Wie man Daten ungemein simpel im Raum präsentieren kann, bewies der Schwede Hans Rosling regelmässig an seinen Vorträgen. Der Professor für internationales Gesundheitswesen hantierte mit Ikea-Boxen oder Toilettenpapier. Statistik wurde bei ihm lebendig und lebensnah. Nicht von ungefähr wurde der 2017 verstorbene Wissenschaftler als «Jedi-Meister der Datenvisualisierung» bezeichnet.
«Supersymmetry» heisst ein Werk des Künstlers Ryoji Ikeda. 2014 und 2015 weilte der Japaner am CERN, dem Genfer Zentrum für Teilchenphysik, und verarbeitete Daten aus physikalischen Experimenten zu raumfüllenden Bild- und Klangwelten. «Supersymmetry» bot eine andere Sicht auf die natürliche Welt und sorgte weltweit für Aufsehen.
In Luzern werden die Studierenden deshalb in die Lage versetzt, Lösungsansätze aus dem klassischen Design, aber auch aus der Kunst für ihre Arbeit zu nutzen. «Wir suchen nach der visuell wirksamsten Lösung und experimentieren an neuen Darstellungs- und Erzählformen», so Bentz. In dieser Verbindung von Daten, Design und Kunst liegt die Einzigartigkeit des Studiengangs. Vergleichbares findet man auf dem europäischen Kontinent nicht. «Wir bieten eine spannende Alternative zu rein illustrativen oder grafischen Ausbildungen, die es bereits gibt.»
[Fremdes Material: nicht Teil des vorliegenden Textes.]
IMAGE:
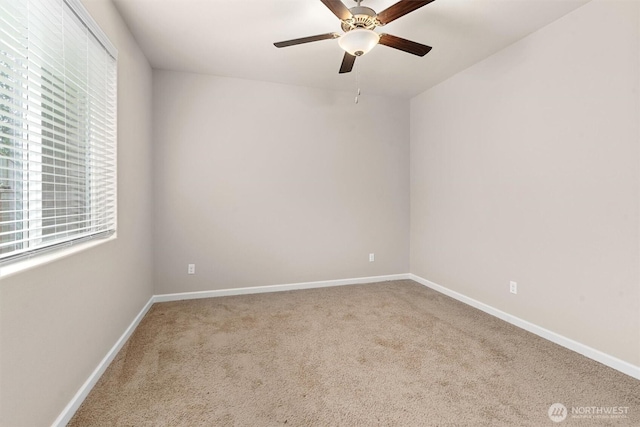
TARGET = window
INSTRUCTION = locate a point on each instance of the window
(57, 127)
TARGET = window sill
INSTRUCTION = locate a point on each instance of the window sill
(46, 258)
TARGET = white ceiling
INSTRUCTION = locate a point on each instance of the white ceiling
(234, 38)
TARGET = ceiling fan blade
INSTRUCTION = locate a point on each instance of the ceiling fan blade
(400, 9)
(347, 63)
(307, 39)
(338, 8)
(404, 45)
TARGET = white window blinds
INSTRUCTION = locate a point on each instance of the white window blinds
(57, 127)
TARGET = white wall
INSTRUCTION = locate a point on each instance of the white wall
(58, 321)
(525, 167)
(261, 184)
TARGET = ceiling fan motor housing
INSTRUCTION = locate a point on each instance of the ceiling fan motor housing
(363, 17)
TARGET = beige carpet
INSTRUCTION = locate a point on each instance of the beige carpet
(392, 353)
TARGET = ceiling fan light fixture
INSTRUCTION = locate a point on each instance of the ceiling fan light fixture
(358, 41)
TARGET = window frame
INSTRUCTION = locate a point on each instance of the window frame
(17, 261)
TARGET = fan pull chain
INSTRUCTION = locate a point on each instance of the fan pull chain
(357, 82)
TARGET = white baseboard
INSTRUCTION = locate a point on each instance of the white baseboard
(591, 353)
(276, 288)
(71, 408)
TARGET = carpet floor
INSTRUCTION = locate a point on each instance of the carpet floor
(390, 353)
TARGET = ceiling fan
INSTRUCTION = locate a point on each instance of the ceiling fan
(358, 24)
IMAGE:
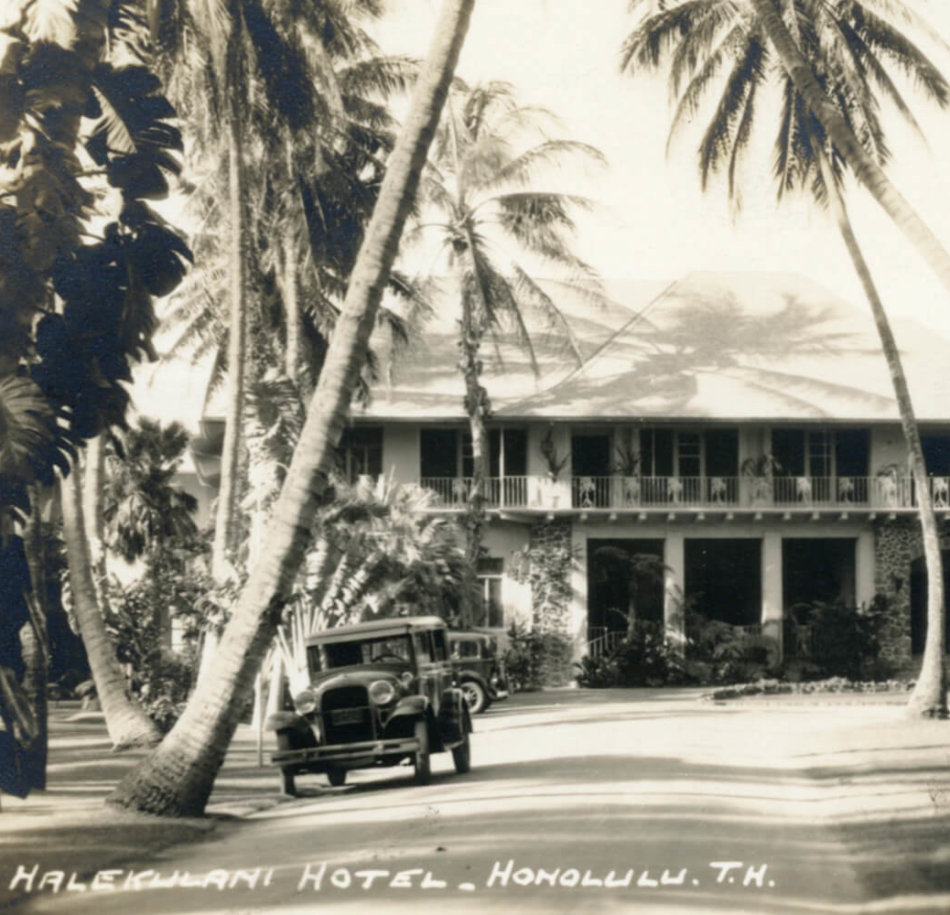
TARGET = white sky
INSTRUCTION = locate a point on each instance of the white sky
(654, 221)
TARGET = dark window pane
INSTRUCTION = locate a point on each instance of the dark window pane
(438, 453)
(590, 455)
(852, 449)
(722, 452)
(936, 454)
(516, 452)
(788, 449)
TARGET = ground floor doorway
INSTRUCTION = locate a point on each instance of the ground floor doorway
(817, 570)
(624, 579)
(723, 579)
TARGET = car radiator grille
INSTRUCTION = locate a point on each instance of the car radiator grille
(347, 715)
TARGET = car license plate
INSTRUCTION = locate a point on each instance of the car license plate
(347, 715)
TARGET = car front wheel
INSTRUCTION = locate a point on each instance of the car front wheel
(475, 697)
(421, 762)
(462, 756)
(288, 783)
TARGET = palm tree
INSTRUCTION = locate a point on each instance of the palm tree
(76, 300)
(177, 778)
(127, 724)
(145, 516)
(484, 200)
(829, 75)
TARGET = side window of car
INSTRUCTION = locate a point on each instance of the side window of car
(439, 651)
(423, 648)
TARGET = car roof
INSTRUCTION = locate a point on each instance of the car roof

Es heisst, dass Menschen und Maschinen heute so viele Daten produzieren, wie in allen Büchern der Welt stehen – und das alle zwei Stunden! Der Datenozean verändert sich unablässig und wächst und wächst. Firmen sehen sich immer mehr veranlasst, Daten in den Mittelpunkt ihres Tuns zu stellen.
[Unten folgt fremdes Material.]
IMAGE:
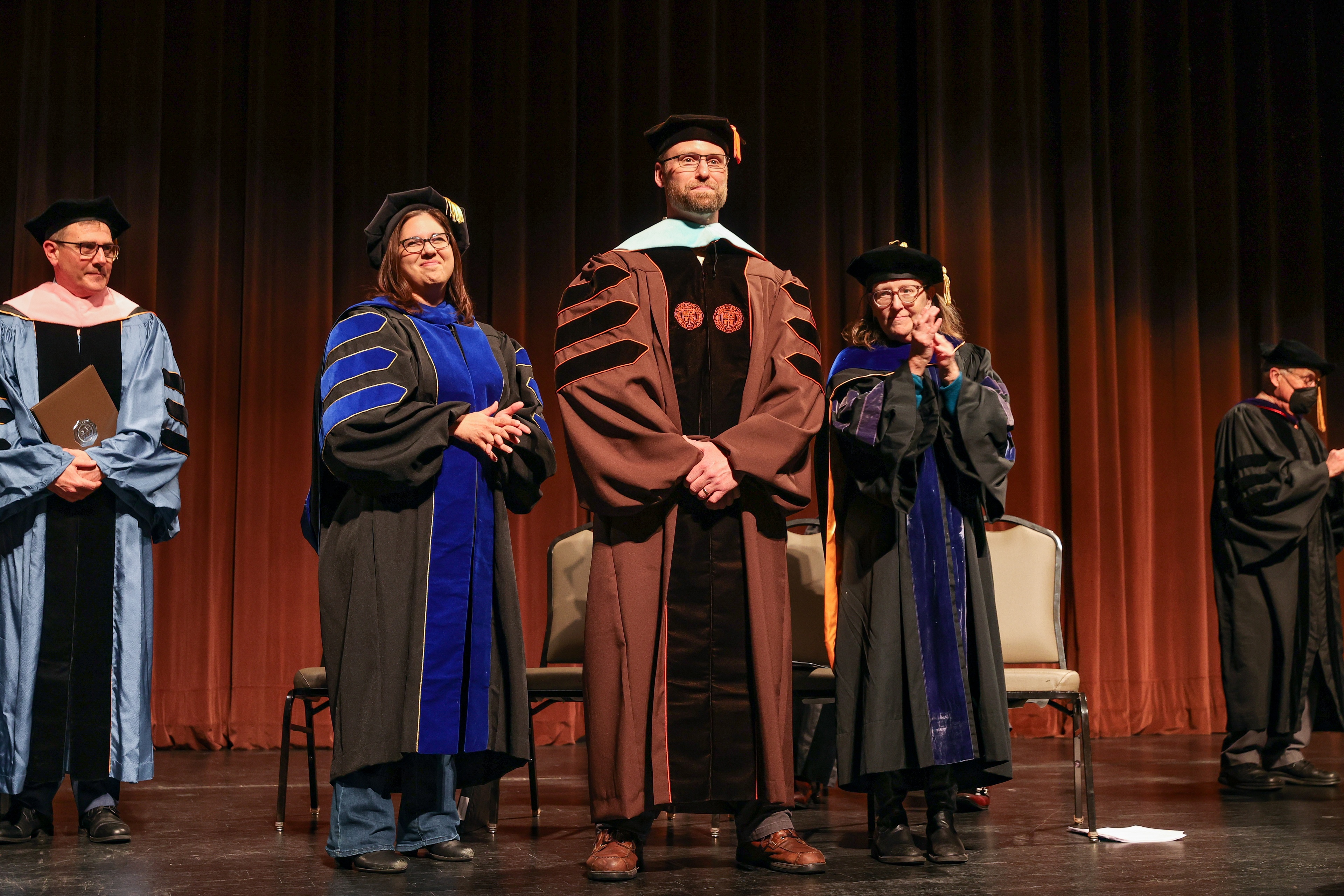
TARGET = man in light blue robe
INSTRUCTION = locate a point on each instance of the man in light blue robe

Bereits 2016 stellte das deutsche Handelsblatt fest: «Datendesigner dringend gesucht!» Die Zeitung titelte so einen Artikel über die Digitalisierung, in dem auf die Entstehung neuer Berufsbilder hingewiesen wurde. Ein Jahr später doppelte Hays nach. In einer Studie zeigte das Rekrutierungsunternehmen, dass «Data Artist» oder «Data Visualizer» zu den gesuchtesten Berufen der Zukunft gehörten.
Überall dort, wo mit kleinen oder grossen Datenmengen gearbeitet wird, kommt früher oder später der Punkt, ab dem die Präsentation von datengetriebenen Informationen in den Vordergrund rückt. Datendesigner übernehmen dann das Ruder. Versicherungen, Banken, Verwaltung, Bildung und Forschung – kaum eine Branche wird um die Notwendigkeit von schlauem Datendesign herumkommen.
In Museen oder Medien zeichnet sich diese Entwicklung immer deutlicher ab. Die Vermittlung von Informationen gehört dort zum Kerngeschäft – Informationen aus Daten mit eingeschlossen. Um die hohen Ziele der neuen Ausbildung erreichen zu können, muss neben der Theorie viel Praxiswissen vermittelt werden. Dazu Bentz: «Unsere Dozierenden kommen fast alle aus der Praxis und führen neben der Lehre eine eigene Firma. Ausserdem bieten wir den Studierenden Praktika an und binden Branchenfirmen mit Kooperationsprojekten in die Ausbildung ein.»
Was in Luzern passiert, weckt Hoffnungen. Es ist möglich, dass die Schweiz bald an der Spitze der Datenvisualisierung mitmischt. Die Zeichen dafür stehen gut.